The version she’d hidden, especially from herself, beneath logic and grief, beneath white coats and protocols. Rob had never tried. Not really. Not once, not even on their wedding day, had he said the words Zorro had offered so easily.
You're beautiful.
She closed her eyes, that single sentence still echoing in her head as she pulled the shirt close, her fingers fisted in the cotton like it was the only thing keeping her from drifting back into the loneliness that used to feel like home.
Tonight, it didn’t feel quite so familiar.
Tonight, she didn’t feel quite so alone.
When her phone chimed this time, she almost didn’t want to look. He was already devastating her without even breaking a sweat.
Goodnight, Doc S. Thanks for the save. An emoji ice bucket and the rolling-around-on-the-floor-laughing-with-tears-in-its-eyes emoji.
She stared at the message, her heart still galloping, her lips swollen from the kiss. She brought part of the tee to her face, breathed him in again, heat, rain, salt, and something that made her chest ache.
Her fingers moved before she could stop them.
I’m keeping the shirt, not just because it smells like you…fuck it. That is why I’m keeping it.
She hesitated. Her pulse thundered. Then slowly, like peeling back the edge of a wound she didn’t want to hide anymore, she typed:
Zorro?
Yes, quieda?
I think you’re beautiful too.
No emojis. No follow-up. Just that.
She set the phone down on the nightstand like it might burn her, then crawled under the covers, snugging around his shirt like a lifeline, heart thudding in her throat.
The next thing she knew, it was dawn’s early light spilling across the carpet, but it wasn’t the sunrise that woke her.
Everly jolted upright, heart slamming into her throat. The room was still blue with pre-dawn light. She fumbled a glance at the clock, barely five a.m., but that wasn’t what mattered. It was him. That sexy voice. Low. Familiar. Dangerous in all the right ways. She scrambled out of bed, Zorro’s shirt clinging to her thighs, her pulse jackhammering, disoriented with sleep, aching from head to toe with the deep need to see him.
She didn’t have time to think, just moved on instinct, tugging down the hem of the oversized tee and yanking open the door, and froze.

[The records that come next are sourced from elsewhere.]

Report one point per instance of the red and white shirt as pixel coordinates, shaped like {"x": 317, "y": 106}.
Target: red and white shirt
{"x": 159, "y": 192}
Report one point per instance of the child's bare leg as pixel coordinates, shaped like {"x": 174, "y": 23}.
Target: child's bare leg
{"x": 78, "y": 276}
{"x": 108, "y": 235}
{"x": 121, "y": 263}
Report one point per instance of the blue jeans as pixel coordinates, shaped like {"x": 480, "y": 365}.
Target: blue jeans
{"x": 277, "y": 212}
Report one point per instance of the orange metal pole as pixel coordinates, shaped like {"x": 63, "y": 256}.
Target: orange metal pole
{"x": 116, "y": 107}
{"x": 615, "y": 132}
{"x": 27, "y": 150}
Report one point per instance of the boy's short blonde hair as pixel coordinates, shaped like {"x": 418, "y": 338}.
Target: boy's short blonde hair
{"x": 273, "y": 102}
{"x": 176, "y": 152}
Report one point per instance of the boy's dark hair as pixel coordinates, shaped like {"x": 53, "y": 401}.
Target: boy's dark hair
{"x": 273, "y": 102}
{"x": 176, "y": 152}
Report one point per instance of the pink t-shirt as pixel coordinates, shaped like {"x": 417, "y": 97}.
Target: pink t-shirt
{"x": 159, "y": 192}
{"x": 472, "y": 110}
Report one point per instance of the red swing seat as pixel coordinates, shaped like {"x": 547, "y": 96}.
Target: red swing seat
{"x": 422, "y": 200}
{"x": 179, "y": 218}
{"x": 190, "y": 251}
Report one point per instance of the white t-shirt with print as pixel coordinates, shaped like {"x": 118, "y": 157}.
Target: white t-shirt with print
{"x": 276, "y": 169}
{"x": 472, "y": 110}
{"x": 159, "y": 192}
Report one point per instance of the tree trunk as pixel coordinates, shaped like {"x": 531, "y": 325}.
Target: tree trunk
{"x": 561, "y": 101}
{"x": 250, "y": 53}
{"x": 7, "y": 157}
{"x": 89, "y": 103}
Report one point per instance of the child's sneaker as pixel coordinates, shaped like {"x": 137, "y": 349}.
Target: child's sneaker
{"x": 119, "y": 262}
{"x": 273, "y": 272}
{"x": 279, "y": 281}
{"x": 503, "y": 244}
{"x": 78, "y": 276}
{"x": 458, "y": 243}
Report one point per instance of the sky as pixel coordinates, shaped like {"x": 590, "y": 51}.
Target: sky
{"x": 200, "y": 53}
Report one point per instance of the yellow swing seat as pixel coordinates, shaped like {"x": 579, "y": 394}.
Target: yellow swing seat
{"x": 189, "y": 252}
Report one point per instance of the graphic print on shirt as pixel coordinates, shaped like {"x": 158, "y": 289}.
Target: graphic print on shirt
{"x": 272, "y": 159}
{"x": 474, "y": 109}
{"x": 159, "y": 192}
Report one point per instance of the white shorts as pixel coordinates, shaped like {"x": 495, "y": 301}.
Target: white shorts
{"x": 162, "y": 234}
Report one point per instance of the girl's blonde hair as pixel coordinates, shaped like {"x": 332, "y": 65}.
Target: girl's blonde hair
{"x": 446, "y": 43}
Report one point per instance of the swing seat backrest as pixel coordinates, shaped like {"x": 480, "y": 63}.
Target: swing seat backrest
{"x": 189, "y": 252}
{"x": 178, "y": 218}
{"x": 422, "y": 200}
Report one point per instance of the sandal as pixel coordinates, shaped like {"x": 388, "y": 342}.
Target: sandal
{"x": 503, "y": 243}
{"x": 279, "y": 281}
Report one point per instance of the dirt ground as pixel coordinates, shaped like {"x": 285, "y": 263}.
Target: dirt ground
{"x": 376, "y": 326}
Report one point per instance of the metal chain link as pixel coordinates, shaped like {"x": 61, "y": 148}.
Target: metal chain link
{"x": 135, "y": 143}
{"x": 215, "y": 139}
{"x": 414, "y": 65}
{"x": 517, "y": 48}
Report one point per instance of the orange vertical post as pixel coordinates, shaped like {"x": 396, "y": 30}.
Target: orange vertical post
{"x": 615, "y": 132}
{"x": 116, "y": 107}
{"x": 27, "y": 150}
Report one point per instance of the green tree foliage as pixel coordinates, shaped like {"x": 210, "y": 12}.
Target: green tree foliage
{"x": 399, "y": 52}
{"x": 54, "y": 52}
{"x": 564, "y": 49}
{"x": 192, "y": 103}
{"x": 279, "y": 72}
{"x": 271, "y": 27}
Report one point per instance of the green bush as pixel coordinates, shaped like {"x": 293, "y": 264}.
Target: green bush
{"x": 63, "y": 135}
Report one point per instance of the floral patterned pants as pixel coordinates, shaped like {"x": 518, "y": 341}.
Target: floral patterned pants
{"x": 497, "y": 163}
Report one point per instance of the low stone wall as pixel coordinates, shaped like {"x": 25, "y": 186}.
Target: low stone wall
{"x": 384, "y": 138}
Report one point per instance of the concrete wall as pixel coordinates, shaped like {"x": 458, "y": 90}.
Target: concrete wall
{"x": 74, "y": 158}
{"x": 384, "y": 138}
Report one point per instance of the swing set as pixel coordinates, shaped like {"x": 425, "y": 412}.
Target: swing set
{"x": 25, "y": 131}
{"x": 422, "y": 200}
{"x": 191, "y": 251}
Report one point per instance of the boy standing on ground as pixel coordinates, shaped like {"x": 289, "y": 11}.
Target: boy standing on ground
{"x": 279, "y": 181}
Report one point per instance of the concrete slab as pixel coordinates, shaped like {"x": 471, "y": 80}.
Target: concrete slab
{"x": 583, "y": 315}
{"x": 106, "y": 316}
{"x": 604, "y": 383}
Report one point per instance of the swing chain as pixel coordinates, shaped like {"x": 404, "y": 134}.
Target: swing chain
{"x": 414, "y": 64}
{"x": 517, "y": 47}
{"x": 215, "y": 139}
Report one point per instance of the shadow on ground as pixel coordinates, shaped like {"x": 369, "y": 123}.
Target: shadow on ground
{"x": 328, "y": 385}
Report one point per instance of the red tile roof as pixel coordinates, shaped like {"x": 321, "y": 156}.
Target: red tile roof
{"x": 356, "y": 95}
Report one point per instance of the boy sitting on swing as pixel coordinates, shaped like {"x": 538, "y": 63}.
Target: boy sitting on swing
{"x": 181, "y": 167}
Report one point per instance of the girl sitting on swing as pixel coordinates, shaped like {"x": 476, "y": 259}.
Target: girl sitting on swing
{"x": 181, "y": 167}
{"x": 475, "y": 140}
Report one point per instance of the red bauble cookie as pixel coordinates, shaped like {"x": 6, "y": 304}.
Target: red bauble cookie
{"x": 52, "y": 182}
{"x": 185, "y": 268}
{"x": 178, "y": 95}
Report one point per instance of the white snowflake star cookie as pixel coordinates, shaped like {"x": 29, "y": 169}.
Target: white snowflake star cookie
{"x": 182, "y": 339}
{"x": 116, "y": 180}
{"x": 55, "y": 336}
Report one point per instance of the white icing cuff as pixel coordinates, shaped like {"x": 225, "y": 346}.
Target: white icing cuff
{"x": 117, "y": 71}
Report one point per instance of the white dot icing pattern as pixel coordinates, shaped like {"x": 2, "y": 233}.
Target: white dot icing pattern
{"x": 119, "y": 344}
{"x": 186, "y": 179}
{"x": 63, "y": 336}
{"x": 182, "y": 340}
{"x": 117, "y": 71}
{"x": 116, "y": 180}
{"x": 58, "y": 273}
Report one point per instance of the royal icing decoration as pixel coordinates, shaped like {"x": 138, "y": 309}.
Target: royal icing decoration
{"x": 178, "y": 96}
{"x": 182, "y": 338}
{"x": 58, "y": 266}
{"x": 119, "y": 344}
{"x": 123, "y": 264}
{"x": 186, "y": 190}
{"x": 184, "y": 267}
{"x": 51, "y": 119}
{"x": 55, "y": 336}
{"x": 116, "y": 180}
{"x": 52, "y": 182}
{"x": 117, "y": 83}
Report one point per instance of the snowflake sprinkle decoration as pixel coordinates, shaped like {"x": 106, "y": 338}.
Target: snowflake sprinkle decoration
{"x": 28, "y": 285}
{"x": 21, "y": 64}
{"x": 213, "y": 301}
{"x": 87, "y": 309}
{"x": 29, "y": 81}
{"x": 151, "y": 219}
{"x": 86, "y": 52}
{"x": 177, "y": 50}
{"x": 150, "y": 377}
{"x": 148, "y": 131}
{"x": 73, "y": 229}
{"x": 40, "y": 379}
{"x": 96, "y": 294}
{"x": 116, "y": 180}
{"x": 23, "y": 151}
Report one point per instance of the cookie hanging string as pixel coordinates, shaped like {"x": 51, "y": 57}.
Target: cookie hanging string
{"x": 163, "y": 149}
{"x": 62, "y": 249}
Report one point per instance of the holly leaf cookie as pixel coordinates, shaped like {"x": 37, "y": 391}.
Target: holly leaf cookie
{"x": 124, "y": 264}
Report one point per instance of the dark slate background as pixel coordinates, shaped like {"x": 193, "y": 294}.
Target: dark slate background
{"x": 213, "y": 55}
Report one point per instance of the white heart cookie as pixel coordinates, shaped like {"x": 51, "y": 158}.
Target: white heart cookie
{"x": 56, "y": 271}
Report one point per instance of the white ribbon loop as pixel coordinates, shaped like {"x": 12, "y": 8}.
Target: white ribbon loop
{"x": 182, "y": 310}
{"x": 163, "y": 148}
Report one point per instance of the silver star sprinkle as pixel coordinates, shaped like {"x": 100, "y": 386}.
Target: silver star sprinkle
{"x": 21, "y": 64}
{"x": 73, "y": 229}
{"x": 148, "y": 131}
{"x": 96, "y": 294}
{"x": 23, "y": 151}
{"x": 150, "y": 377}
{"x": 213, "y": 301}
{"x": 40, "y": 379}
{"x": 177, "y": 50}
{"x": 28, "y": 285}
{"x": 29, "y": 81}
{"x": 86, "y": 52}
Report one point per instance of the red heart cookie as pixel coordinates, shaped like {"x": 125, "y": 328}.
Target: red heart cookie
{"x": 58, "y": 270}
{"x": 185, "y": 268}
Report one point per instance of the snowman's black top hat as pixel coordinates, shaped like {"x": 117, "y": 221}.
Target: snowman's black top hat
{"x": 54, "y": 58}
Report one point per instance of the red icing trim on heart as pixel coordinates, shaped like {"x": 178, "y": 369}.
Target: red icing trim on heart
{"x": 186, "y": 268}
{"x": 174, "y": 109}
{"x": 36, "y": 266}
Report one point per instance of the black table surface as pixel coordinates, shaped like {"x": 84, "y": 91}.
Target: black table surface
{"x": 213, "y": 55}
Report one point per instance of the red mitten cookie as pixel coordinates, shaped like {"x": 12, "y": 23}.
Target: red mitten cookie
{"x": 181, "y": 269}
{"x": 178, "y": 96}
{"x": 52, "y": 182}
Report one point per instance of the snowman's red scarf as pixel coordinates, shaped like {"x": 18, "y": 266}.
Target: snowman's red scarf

The entirety of SEAL Team Alpha stood in the hall in running gear, T-shirts, shorts, and sneakers, sweaty water bottles and morning smirks in hand. Eight gorgeous, tall, so-fit-it-hurt warriors, already out of bed and getting ready to keep those bodies honed. America’s finest. America’s weapons.
Oh God. She hadn’t changed. She hadn’t brushed her hair. Her face felt flushed from sleep and…everything else.
Zorro was mid-sentence, talking to Buck, who was nodding, until he caught the movement. Even worse now. There was complete silence.
Then Buck’s brows shot up like they had a life of their own. “Nice bedhead, Doc.”
Professor blinked once. Then twice.
D-Day nudged Zorro, clearing his throat like he was trying not to laugh. “Good morning, Sunshine.”
Her stomach dropped straight through the floor.
Oh no. No. No no no.
She swallowed, straightened her spine, and somehow summoned what dignity remained. “I thought it was room service,” she said, managing a voice only two octaves too high.
Blitz smiled gently, eyes dancing. “Z…you making house calls?”
Zorro’s head snapped toward her, and the second his gaze landed, his entire body stilled. It was like someone had flipped a switch and unplugged his brain. His mouth parted, just slightly, his eyes dragging slowly, too slowly, down the length of her bare legs, back up to the T-shirt, her unfettered breasts swelled, her nipples tightened.